The Positive Theory of Capital by Eugen von Boehm-Bawerk

The Positive Theory of Capital by Eugen von Boehm-Bawerk

Author:Eugen von Boehm-Bawerk [Boehm-Bawerk, Eugen von]
Language: eng
Format: epub
Tags: Wirtschaft
Publisher: Jazzybee Verlag
Published: 2017-07-26T22:00:00+00:00


Book V, Chapter II: Differences in Want and Provision for Want

The first great cause of difference in value between present and future goods consists in the different circumstances of want and provision (Bedarf und Deckung) in present and future. Present goods, as we know, receive their value from the circumstances of want and provision in the present: future goods from the same circumstances in those future periods of time when they will come into our disposal.
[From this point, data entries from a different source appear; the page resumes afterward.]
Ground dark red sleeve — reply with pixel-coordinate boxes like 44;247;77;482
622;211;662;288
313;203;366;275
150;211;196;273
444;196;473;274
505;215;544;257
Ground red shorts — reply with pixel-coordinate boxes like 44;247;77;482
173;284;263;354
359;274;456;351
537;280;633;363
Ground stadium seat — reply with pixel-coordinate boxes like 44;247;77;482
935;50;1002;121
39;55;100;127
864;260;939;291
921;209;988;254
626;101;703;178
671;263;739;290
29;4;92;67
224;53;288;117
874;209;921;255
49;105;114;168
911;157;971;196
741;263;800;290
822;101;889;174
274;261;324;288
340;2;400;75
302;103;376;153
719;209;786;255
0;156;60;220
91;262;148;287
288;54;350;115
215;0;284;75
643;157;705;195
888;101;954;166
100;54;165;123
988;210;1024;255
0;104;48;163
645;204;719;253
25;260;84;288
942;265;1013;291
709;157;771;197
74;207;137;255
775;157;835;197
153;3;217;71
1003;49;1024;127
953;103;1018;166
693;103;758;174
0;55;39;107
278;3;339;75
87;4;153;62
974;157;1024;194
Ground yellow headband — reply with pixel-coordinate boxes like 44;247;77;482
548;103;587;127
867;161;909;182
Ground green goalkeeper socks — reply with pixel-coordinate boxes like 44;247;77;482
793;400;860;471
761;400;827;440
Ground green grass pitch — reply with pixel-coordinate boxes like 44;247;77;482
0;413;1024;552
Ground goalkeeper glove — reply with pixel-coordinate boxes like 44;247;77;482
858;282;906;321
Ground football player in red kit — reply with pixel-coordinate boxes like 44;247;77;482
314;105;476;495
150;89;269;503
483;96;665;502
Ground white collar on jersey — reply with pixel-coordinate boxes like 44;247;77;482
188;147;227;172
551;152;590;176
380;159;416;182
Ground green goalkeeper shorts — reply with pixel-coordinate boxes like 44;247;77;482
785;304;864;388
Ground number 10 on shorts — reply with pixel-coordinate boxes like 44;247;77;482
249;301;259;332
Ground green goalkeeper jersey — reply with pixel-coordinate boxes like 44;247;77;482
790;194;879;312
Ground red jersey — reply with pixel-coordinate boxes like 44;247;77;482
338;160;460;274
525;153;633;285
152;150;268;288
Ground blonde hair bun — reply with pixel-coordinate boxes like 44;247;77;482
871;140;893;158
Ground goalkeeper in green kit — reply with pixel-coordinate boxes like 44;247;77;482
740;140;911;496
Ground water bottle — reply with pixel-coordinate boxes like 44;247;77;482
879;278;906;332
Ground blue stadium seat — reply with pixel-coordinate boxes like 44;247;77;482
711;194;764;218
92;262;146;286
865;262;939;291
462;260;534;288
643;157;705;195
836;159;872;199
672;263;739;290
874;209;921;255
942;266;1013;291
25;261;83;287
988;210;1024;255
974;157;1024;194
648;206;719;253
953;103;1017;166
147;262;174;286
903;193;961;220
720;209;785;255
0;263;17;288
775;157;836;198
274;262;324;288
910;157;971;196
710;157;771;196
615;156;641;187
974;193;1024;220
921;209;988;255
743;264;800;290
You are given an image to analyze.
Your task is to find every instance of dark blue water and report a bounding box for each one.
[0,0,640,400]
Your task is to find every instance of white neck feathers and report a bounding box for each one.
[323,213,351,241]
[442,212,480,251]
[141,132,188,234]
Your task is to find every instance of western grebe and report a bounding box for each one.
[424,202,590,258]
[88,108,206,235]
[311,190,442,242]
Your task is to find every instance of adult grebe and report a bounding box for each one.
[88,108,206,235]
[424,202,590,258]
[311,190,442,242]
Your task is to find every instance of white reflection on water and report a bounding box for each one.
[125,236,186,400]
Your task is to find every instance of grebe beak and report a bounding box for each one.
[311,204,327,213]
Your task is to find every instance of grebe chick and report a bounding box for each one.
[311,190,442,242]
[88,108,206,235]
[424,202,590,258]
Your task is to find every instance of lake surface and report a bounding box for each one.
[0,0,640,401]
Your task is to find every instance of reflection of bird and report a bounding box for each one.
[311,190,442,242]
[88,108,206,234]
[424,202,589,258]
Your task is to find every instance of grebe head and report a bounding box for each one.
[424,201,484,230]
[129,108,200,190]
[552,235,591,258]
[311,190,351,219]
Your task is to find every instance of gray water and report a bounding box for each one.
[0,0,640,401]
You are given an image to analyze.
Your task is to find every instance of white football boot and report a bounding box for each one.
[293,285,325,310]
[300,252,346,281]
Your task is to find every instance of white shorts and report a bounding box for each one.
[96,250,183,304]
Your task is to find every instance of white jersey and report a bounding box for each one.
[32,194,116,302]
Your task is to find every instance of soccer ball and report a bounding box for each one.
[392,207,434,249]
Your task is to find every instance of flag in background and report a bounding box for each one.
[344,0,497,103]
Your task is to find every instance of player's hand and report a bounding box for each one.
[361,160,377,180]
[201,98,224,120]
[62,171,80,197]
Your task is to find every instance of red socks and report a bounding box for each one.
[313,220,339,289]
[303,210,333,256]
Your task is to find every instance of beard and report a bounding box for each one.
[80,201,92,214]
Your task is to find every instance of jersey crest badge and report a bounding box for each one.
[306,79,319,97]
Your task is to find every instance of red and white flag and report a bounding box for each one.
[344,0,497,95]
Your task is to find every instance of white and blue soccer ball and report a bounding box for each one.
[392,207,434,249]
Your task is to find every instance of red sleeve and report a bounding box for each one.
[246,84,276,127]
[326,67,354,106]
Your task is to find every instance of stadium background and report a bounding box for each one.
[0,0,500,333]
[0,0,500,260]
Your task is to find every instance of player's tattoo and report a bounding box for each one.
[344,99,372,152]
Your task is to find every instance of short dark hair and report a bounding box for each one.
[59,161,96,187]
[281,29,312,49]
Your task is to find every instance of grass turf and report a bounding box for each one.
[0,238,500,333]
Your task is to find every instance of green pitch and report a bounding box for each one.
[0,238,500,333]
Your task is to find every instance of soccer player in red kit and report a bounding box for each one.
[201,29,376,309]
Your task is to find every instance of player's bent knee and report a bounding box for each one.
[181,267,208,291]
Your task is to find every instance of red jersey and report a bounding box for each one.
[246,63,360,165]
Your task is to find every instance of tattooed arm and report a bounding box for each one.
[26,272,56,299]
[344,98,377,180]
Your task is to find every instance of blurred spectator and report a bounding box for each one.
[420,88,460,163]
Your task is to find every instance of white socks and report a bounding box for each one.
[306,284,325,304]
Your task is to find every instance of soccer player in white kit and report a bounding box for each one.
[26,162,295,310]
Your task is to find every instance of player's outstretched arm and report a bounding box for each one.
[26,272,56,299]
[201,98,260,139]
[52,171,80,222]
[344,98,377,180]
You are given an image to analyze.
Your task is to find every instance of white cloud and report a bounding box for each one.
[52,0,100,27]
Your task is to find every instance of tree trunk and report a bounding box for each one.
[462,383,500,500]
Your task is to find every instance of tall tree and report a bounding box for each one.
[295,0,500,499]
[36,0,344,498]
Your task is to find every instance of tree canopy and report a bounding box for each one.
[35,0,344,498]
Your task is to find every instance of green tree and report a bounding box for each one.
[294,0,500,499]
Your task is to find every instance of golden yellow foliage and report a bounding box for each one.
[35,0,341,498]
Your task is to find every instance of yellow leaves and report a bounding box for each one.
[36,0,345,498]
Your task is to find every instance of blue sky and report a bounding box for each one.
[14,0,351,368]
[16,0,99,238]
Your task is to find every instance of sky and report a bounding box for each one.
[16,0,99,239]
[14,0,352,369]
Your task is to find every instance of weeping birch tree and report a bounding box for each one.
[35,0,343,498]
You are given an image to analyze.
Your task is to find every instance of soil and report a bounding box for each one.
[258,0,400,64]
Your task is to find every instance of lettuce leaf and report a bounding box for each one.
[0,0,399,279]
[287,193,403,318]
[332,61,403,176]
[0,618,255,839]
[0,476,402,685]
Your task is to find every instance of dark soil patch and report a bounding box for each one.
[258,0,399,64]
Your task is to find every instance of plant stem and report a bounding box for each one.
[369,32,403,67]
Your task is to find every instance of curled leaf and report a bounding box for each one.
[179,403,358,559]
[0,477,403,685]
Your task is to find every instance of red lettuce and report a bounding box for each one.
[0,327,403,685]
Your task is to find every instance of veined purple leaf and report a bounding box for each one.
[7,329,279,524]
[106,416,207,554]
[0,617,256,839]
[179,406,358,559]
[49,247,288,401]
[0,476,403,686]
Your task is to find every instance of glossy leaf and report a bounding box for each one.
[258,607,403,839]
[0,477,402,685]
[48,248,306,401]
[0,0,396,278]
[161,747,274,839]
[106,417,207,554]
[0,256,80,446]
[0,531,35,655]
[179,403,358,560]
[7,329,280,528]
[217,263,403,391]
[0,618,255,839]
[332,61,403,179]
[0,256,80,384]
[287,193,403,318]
If a person is badly in want of certain goods, or of goods in general, while he has reason to hope that, at a future period, he will be better off, he will always value a given quantity of immediately available goods at a higher figure than the same quantity of future goods. In economic life this occurs very frequently, and may be considered as typical in the two following cases. First, in all cases of immediate distress and necessity. A peasant who has had a bad harvest, or sustained loss by fire, an artisan who has had heavy expenses through illness or death in his family, a labourer who is starving; all these agree in valuing the present shilling, which lifts them out of direst need, ever so much more than the future shilling,—the proof being the usurious conditions to which such people often submit in order to raise money at the moment. Ref. 195 Second, in the case of persons who have reason to look forward to economical circumstances of increasing comfort. Thus all kinds of beginners who have no means, such as young artists, lawyers, officials, budding doctors, men going into business, are only too ready, in return for a sum of present goods which assists them to start in the vocation they have chosen, and acts as foundation of their economical existence, to promise a considerably larger sum on the condition that they do not require to pay it until they are in receipt of a decent income. Ref. 196

Of course the contrary also occurs not unfrequently in economical life. There are persons who are comparatively well off at the moment, and who are likely to be worse off in the future. To this category belongs, among others, that very considerable number of people whose income is obtained, mostly or altogether, by personal exertions, and will, presumably, fall away at a later period of life when they become unfit for work. A merchant's clerk, for instance, who is in his fiftieth year, and has an income of £100, cannot expect to have anything better ten years later than, perhaps, a small retiring allowance of £30, or an annuity which he may secure by purchase at an assurance office. It is evident that to such people the marginal utility that depends on a shilling spent now is smaller than that depending on a shilling available in the more badly secured future. It would seem that, in such cases, a present shilling should be less valued than a future one. And so it would be if present goods were necessarily spent in the present, but that is not the case.